Robert Crews, N7KT

CWops# 3216, from Kingman , AZ , USA.---->View on Google maps

My former calls: KN6LKD, K6LKD, K6JN, KB1K, K1VA, and KO7W. A month after I entered high school in 1957, the Russians launched the first Earth satellite, Sputnik 1. A family friend loaned me a Hallicrafters S38D receiver to try and find its 1 watt beacon signal. Tuning just above (20.005 MHz) 20 MHz WWV, I don’t remember if I really ever heard the signal.

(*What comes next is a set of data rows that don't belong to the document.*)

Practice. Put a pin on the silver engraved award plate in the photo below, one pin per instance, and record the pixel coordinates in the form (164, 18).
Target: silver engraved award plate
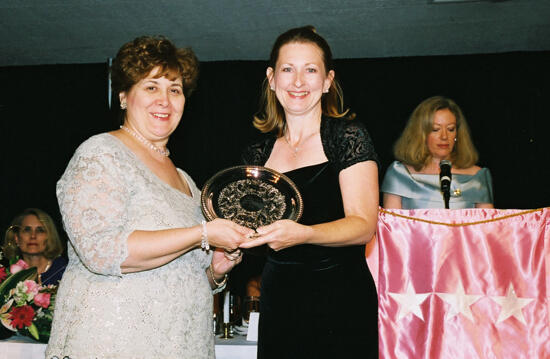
(252, 196)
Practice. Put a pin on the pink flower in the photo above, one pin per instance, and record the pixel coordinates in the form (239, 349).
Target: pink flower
(32, 287)
(18, 266)
(21, 316)
(3, 274)
(42, 300)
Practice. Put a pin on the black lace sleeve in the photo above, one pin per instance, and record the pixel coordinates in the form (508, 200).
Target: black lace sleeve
(258, 152)
(347, 142)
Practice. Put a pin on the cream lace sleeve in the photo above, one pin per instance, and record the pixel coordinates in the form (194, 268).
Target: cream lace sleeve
(92, 197)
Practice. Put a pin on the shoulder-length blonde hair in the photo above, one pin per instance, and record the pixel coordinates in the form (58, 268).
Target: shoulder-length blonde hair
(271, 116)
(54, 247)
(411, 147)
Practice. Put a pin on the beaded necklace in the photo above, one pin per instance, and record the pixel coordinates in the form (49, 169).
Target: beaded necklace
(140, 138)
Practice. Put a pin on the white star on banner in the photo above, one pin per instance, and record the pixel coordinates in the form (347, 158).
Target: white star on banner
(511, 305)
(409, 302)
(459, 302)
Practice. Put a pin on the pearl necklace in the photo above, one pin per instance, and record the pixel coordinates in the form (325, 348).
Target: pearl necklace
(140, 138)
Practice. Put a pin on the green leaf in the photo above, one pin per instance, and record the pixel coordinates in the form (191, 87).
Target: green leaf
(34, 332)
(12, 280)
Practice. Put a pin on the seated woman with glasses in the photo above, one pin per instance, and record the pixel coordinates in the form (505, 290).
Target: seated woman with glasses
(32, 237)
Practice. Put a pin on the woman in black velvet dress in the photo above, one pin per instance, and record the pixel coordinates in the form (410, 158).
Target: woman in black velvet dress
(318, 298)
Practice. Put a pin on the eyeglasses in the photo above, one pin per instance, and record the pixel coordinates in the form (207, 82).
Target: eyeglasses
(28, 230)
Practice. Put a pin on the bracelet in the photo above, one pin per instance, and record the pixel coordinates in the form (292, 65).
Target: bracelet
(218, 284)
(204, 237)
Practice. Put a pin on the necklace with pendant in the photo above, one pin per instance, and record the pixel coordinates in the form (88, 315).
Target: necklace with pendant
(295, 149)
(140, 138)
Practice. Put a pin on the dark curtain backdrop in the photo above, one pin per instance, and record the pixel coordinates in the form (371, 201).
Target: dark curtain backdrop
(47, 111)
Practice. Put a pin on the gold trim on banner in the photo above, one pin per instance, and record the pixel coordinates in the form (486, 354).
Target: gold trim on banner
(462, 224)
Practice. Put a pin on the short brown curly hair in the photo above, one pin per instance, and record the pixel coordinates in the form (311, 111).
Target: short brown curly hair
(137, 58)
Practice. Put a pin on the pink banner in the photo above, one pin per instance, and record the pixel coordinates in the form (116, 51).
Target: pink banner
(463, 284)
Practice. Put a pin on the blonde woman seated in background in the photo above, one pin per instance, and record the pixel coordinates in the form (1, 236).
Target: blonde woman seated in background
(32, 237)
(436, 131)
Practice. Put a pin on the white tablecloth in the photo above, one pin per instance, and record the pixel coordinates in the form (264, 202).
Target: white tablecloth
(19, 347)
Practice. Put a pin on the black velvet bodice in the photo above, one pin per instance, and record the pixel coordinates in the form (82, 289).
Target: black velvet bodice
(345, 143)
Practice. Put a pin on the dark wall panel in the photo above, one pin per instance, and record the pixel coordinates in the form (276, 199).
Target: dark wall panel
(47, 111)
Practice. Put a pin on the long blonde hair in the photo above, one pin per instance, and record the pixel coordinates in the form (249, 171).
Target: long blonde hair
(411, 147)
(271, 117)
(54, 247)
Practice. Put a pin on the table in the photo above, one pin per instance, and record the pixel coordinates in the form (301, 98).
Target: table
(20, 347)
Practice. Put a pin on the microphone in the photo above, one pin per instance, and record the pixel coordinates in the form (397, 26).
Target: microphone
(445, 177)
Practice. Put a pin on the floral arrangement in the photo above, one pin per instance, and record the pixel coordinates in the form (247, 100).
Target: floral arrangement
(27, 307)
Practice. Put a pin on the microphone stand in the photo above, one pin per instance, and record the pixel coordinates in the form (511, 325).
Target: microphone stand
(446, 197)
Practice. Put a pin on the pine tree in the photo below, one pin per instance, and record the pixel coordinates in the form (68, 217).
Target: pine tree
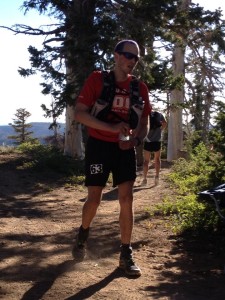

After 3 weeks Sputnik 1 stopped sending. I started tuning around the bands and came across the 40 m amateur band. I guess somewhere around this point I was getting hooked. I got an ARRL License Manual. Started practicing CW by sending code to myself. Then Charlie, W6UQF, gave me the exam and I passed! Was issued call KN6LKD on January 28, 1958.

Spent many hours as a Novice operating and met many new friends. On December 17, 1958, passed General Class exam– first try! Thought I’d fail miserably — but not because of Morse code.

The year 1959 would prove to be monumental for me. I got exposed to contests after operating Field Day and Sweepstakes. Got introduced to traffic handling after being talked into listening to several NTS nets. Both contesting and traffic handling were CW only. My fate was sealed!

One night in 1960 the manager of the So Cal Net showed up with a brand new W9TO keyer. It sounded pretty good keying his Collins 32V3 — which already had beautiful keying. In my book CW was here to stay! I never owned a ‘TO keyer but I built my share of keyers — some sounded great; some not so much. The one with a single 6AQ5 and no voltage regulation was a classic.

Life went forward: College; work; marriage; move; change jobs; periods off the air; move; change callsigns; change jobs; etc, etc. Radio went in spurts and dormant periods. Where has all the time gone? Finally in May of 2019 I bowed out of CW traffic handling after some 30+ years off-and-on. Only thing left was contesting. I’m too old to sit in a chair for 24 straight hours. One night earlier this year (2022) I was tuning around the CW bands and came across a Wednesday night CWops test. Really caught my interest. These guys are really good and some are really fast. Why not? It’s the fastest 60 minutes in radio. I want to thank Jim McDonald, N7US, for nominating me. Also thanks to Sponsors Hank W6SX, Jim WT9U, Max VE6RST, Doug KR2Q, and Rob K6RB.

This biography is what appeared in Solid Copy when the member joined CWops.